Don’t believe Nine have ever aired it, they only got Universal TV rights a year or so ago for the first time ever AFAIK (after Seven and before them Ten for decades).
I was having a discussion not too long ago with a mate about ad breaks during movies on FTA. Now, we all dislike ads, but we had different perspectives and pros/cons.
I believe specifically during movies, the odd ad or two is really good, get up and move around, make a tea/coffee, go to the bathroom, have a quick chat about something, etc. However other view was it disrupts flow and momentum and breaks up the narrative, also extends run time usually 30-60min+ depending.
Anyone who actually likes watching movies at home will watch Blu-Rays or get a subscription service. Otherwise, in my opinion, they’re just on TV as repeats for people who have already seen the movie or for people who really don’t mind what’s on. No one who likes movies enjoys a movie on FTA.
Virtually never. The director didn’t make it to have adverts slapped at points through the movie and it ruins the entire experience.
The last time was probably when Titanic was on a couple of years ago and my housemates and I were watching it on a summer night while drinking and too lazy to change the channel but we had all seen that a million times.
I just find it to be a less than ideal viewing experience and in some occasions, stuff has probably been cut out without you knowing.
At the rate Seven are picking-up Warner Bros titles and Ten are picking-up Roadshow titles, also considering their MGM deal finishes within 9 months…

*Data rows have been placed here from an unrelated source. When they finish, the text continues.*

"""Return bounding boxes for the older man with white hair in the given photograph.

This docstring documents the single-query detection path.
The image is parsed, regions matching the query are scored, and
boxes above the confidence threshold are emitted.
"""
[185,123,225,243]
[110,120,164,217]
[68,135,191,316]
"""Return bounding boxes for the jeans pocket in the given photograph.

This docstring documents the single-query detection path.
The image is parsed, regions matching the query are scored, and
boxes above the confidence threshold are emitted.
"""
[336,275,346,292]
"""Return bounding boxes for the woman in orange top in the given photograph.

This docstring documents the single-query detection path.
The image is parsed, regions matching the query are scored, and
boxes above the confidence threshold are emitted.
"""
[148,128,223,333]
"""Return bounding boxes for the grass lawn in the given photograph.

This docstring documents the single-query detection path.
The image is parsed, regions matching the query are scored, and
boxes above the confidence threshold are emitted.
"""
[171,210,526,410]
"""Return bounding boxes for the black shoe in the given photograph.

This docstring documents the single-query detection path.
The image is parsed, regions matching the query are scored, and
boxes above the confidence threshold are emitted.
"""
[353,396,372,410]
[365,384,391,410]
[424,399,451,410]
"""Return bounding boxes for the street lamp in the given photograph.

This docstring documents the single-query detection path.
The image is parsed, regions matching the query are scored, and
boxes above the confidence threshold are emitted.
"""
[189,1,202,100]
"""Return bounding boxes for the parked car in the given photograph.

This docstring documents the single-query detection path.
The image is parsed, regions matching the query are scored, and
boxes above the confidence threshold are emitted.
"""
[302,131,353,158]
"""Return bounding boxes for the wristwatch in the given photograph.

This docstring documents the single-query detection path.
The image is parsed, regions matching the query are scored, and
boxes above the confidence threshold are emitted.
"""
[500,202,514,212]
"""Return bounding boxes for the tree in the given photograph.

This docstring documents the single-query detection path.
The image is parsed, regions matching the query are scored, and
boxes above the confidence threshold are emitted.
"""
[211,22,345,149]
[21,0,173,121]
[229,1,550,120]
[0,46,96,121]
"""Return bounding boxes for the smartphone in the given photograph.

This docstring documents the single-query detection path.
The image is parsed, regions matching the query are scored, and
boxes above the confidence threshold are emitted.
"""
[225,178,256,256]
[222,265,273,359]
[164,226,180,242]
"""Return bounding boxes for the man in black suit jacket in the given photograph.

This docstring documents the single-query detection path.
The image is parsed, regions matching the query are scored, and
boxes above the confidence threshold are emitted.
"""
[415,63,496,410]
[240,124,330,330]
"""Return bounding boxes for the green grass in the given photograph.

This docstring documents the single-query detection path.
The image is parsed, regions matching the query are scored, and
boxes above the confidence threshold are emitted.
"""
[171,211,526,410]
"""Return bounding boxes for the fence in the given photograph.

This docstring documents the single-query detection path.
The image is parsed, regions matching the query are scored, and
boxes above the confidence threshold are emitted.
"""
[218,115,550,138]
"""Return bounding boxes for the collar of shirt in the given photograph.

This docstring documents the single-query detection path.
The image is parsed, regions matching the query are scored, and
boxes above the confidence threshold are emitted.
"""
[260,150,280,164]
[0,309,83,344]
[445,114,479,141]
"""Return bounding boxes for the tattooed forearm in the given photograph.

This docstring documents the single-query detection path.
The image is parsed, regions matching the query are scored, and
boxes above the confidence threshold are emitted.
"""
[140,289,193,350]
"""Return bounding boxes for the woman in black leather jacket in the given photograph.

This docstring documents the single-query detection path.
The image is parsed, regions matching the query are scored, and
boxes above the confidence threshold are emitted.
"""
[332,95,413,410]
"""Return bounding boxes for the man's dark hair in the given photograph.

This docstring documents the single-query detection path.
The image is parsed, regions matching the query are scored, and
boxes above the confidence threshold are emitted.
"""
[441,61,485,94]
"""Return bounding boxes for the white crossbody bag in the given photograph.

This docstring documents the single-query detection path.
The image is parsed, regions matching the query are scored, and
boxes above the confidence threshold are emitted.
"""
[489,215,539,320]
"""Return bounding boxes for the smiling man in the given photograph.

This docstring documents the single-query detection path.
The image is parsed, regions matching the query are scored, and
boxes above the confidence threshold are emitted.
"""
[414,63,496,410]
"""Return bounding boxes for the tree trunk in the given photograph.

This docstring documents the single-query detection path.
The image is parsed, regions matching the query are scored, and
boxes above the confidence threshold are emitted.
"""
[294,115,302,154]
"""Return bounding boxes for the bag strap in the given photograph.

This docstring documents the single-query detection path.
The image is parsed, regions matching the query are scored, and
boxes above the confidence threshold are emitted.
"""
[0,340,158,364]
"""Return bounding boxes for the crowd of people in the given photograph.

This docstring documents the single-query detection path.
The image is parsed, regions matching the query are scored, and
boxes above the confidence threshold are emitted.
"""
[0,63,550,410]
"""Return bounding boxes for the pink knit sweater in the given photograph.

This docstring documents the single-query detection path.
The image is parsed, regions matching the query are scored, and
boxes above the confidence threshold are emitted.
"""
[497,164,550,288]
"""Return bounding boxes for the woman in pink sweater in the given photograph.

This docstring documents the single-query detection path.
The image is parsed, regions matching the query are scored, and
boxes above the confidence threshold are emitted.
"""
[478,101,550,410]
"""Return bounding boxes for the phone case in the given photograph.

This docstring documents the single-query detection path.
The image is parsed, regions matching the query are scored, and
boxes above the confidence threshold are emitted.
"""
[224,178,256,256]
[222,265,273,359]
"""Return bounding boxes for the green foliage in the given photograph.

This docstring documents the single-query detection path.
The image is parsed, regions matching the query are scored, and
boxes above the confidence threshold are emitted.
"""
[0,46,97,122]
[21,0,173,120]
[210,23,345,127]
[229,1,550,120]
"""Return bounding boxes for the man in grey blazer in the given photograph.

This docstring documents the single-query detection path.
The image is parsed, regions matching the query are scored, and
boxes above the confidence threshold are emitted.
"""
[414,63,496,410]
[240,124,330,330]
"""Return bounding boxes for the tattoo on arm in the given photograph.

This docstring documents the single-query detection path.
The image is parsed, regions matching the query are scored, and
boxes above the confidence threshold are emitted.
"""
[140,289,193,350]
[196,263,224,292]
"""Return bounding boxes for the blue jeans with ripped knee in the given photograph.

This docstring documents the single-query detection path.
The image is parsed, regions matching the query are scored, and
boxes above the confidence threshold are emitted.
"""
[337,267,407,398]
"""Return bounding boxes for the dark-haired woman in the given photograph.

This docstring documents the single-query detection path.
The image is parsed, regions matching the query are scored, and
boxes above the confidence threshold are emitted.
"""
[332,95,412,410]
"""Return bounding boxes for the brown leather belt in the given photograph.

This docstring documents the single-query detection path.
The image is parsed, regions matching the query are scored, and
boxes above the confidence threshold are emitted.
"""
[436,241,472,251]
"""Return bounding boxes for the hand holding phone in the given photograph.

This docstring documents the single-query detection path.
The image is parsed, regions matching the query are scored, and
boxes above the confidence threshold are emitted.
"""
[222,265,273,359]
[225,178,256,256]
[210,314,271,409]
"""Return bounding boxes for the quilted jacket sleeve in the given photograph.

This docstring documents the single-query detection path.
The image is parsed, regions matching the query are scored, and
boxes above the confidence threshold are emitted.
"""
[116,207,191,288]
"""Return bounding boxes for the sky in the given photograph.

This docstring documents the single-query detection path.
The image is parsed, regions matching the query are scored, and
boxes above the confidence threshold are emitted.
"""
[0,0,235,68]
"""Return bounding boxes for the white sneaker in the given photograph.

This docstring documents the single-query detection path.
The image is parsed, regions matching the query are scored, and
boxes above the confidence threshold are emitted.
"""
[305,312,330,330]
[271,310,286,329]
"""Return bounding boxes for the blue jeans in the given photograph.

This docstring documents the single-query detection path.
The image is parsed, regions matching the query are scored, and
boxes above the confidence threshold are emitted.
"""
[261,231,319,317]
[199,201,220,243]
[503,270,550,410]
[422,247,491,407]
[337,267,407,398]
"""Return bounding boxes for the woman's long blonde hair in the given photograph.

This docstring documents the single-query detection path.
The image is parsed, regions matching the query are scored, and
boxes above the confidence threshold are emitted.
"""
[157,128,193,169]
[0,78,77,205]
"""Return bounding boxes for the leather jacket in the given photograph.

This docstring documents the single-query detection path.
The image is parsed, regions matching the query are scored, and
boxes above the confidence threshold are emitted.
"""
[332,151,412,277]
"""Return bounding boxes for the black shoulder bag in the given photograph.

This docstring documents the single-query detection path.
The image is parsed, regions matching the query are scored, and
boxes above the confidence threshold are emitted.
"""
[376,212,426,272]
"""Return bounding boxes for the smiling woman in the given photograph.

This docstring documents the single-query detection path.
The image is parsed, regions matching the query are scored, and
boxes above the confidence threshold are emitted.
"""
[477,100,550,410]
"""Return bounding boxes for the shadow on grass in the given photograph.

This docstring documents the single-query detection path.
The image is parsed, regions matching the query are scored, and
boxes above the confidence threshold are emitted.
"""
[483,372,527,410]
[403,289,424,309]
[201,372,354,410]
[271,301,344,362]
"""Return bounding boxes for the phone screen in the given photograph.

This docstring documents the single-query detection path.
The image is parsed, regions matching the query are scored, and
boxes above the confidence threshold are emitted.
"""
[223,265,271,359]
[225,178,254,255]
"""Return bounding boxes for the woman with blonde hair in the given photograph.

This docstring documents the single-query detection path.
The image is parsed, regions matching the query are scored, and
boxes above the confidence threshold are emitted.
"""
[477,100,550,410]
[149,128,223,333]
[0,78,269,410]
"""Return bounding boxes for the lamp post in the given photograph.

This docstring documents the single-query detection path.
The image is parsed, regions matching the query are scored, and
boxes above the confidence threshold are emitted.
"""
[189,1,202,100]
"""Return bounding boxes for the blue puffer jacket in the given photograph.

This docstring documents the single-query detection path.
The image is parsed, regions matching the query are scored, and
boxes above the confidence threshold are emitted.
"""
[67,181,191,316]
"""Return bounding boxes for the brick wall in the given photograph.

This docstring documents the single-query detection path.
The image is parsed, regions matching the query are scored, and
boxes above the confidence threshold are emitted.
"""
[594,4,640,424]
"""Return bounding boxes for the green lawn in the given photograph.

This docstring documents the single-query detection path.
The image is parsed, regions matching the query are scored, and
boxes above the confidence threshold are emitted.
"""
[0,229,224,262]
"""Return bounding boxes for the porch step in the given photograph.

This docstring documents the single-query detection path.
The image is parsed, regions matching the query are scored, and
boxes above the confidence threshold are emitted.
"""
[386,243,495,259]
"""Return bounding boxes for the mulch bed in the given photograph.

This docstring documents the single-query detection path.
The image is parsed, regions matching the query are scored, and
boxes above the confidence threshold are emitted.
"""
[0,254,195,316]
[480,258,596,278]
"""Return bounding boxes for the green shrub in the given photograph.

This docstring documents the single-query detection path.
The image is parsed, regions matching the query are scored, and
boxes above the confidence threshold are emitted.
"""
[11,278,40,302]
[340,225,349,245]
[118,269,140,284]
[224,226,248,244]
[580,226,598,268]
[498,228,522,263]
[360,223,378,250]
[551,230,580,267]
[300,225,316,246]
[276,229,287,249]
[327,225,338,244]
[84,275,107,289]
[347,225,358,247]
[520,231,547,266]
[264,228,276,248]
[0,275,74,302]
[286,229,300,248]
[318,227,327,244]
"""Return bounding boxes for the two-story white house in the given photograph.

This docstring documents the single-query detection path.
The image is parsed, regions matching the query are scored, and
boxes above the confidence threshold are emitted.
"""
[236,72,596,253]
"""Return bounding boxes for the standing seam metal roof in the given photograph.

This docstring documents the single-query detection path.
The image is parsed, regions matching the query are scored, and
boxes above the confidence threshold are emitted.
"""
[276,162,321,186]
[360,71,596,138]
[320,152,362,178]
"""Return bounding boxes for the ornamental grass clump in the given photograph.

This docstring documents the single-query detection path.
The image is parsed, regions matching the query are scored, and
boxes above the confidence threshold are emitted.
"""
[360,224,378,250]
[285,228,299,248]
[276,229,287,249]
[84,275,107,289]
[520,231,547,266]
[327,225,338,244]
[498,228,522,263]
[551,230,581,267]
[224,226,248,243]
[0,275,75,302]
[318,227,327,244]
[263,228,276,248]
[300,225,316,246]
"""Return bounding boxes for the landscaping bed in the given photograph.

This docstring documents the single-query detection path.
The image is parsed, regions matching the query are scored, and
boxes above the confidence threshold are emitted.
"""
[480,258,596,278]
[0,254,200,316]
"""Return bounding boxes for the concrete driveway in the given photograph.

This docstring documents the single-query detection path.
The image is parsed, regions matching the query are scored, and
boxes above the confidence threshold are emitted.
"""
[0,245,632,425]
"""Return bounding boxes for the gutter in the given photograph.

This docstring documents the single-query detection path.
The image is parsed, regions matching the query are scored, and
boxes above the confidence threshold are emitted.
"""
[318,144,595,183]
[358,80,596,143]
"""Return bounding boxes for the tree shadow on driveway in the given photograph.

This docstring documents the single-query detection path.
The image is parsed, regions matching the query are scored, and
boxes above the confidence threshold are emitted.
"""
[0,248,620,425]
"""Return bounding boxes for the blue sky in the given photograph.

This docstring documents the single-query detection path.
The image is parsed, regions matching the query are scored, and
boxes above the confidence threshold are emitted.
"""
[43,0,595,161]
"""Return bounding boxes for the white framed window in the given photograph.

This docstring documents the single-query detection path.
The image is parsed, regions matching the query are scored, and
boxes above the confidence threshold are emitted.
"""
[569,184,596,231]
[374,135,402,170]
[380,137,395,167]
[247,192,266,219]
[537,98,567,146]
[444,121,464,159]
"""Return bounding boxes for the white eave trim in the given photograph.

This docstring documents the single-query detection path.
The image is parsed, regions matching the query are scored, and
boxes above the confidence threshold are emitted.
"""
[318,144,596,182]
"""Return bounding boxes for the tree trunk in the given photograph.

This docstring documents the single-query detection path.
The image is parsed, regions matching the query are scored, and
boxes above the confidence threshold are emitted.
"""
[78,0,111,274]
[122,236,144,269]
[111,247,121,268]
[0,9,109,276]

Nine are going to have an extremely limited movie library, unless they can strike a new deal or re-negotiate. Only having their relatively new Universal deal to rely on (which has already spanned two networks anyway).
Probably a fairly useless comment, but for mine interesting none the less. Possibly signals long-term strategy change and certainly major cost saving? We know Nine went out of their way to fully restructure their long-running Warner Bros output.